Nevertheless, one might ask why the same state over so many years has failed to make a great success of its quota regime. After all, if state supported institutions fail to fill their quotas, and over decades, and face no penal action for not meeting their constitutional obligations, surely some of the blame must fall on the state. Similarly, what has come in the way of institutions running quality remedial programmes to help those from less privileged backgrounds compete and perform well? Or is it that once having instituted a regime of quotas, interest in affirmative action wanes. Worse, why is it that over all these years we still don’t have authoritative studies on the working of different affirmative action schemes, including quotas?

The debate is not about whether caste matters, or even the reality of social exclusion. This, more for Dalits than the OBCs, is undeniable. Nor can anyone contest that quotas helped break the social exclusiveness of our public sphere. The more relevant question is whether policies which served a useful function in particular a social and historical context, continue to do so in changed circumstances. Quotas are an instrument of policy, after all, not a matter of principle which has to be defenced in all situations.

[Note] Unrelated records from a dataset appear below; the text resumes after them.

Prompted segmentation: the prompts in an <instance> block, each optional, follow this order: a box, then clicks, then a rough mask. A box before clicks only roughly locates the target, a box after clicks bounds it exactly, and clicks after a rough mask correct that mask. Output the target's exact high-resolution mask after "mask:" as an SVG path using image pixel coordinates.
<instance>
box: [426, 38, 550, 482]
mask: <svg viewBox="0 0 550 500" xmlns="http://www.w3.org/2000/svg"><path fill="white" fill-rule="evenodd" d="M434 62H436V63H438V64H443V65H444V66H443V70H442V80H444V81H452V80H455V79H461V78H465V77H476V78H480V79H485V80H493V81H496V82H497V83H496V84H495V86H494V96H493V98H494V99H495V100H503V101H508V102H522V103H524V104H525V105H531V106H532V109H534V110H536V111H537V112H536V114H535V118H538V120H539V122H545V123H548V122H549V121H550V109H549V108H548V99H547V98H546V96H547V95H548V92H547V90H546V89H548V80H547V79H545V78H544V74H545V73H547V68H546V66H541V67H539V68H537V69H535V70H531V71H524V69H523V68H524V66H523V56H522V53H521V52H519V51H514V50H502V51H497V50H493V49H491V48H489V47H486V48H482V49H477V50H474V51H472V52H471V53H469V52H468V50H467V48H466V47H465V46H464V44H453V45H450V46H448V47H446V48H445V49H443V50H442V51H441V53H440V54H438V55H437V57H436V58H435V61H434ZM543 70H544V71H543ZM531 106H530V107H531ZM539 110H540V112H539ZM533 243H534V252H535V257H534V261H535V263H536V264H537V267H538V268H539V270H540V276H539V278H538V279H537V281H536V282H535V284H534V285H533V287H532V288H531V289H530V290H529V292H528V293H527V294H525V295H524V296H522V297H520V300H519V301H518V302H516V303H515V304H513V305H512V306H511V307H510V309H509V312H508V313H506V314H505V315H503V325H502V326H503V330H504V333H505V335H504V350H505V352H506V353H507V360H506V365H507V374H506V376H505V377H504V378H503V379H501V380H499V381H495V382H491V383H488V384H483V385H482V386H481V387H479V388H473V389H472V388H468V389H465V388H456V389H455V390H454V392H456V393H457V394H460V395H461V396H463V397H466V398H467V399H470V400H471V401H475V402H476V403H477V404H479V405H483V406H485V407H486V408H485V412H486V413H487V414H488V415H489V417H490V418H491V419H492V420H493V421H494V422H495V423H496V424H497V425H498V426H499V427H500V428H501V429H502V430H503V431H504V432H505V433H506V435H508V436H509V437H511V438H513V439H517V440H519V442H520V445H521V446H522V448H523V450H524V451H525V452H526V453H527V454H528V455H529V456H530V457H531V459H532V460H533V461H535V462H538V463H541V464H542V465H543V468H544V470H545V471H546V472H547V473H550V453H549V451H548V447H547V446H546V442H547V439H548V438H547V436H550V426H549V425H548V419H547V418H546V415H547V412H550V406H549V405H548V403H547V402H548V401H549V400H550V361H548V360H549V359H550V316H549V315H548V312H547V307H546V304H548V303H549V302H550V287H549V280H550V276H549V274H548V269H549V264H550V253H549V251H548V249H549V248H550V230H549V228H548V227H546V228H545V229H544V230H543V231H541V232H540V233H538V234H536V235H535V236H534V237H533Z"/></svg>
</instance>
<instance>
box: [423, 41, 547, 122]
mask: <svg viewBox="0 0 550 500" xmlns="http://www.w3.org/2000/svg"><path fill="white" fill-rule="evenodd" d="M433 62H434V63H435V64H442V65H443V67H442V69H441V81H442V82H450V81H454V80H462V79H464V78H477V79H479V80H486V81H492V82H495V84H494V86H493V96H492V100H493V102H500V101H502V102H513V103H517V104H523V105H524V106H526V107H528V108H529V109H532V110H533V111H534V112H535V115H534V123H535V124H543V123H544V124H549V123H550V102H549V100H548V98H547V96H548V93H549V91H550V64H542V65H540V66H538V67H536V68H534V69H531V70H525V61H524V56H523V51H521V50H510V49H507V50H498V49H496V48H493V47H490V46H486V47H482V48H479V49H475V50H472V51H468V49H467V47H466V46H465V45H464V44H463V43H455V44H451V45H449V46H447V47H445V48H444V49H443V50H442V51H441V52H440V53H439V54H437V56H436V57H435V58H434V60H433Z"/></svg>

At one level, the arguments on either side of the divide are somewhat disingenuous. In the absence of reliable data on what works, to what degree, in what situation, we are left with reiteration of ex-ante positions. It is a matter of considerable dismay that for all our claims to scholarship we still have to turn to foreign scholars when debating issues concerning our society. It was left to Mare Gallanter to produce the authoritative tract on law and the backward classes (Competing Equalities). Today, we might benefit from exploring the suggestions advanced by Thomas Weisskopf (Affirmative Action in the United States and India). Then, hopefully, the discussion will shift to the outcomes and consequences of different positive discrimination policies. Weisskopf’s book provides many clues about the kind of indicators we need to develop to capture outcomes. If only our scholars take the cue and generate the needed data, instead of only positioning themselves, our debate may finally operate on a rational terrain.